“As with the Byromania, the Byrophobia was the result of the sheer gravitational weight of a fame that had the power to distort everything around it.” Andrew McConnell Stott writes about Lord Byron’s celebrity in Lapham’s Quarterly.
“After scanning across this listing while doing cursory research for something else, I instantly became obsessed with the idea of the zebra skin in the library. What, exactly, did it look like? How was it stored amongst his papers? Why had he owned it? What was it doing in the special collections of an academic library?” On looking through the archives of William Gaddis.
“Always practice basic online etiquette, or ‘netiquette.’ Consider including emoticons to help add personality to your message and set the right tone. Also, be sure to stay on topic in a conversation and avoid writing in all caps, which is the online equivalent to shouting.” The Amazon Author Insights blog (full disclosure: Amazon helps us keep the lights on around here!) has a list of guidelines for authors looking to engage with their fans (and critics) on Goodreads. More recommended reading: our own Emily St. John Mandel on how to respond to your critics.

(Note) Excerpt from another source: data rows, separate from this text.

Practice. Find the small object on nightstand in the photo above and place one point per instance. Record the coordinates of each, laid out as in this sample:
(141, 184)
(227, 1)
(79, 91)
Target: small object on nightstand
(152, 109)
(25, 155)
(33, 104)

With college football season officially upon us, I’d like to take some time to recommend some books and articles on the subject of my favorite game. For starters, check out Nick Ripatrazone’s Millions piece about Don DeLillo, sports scandals, and growing up with the game. Next, Taylor Branch’s quintessential ebook on the NCAA’s cartel-like stranglehold on the sport deserves a read from anybody who’s ever participated in or watched college athletics of any kind. (You can get a good idea of the book from his Atlantic piece, too.) And lastly, I recommend checking out John U. Bacon’s latest book, Fourth and Long, which examines how “money, influence and power haunt the league.” (You may recall Bacon’s name from when I reviewed his earlier book on college football last year.)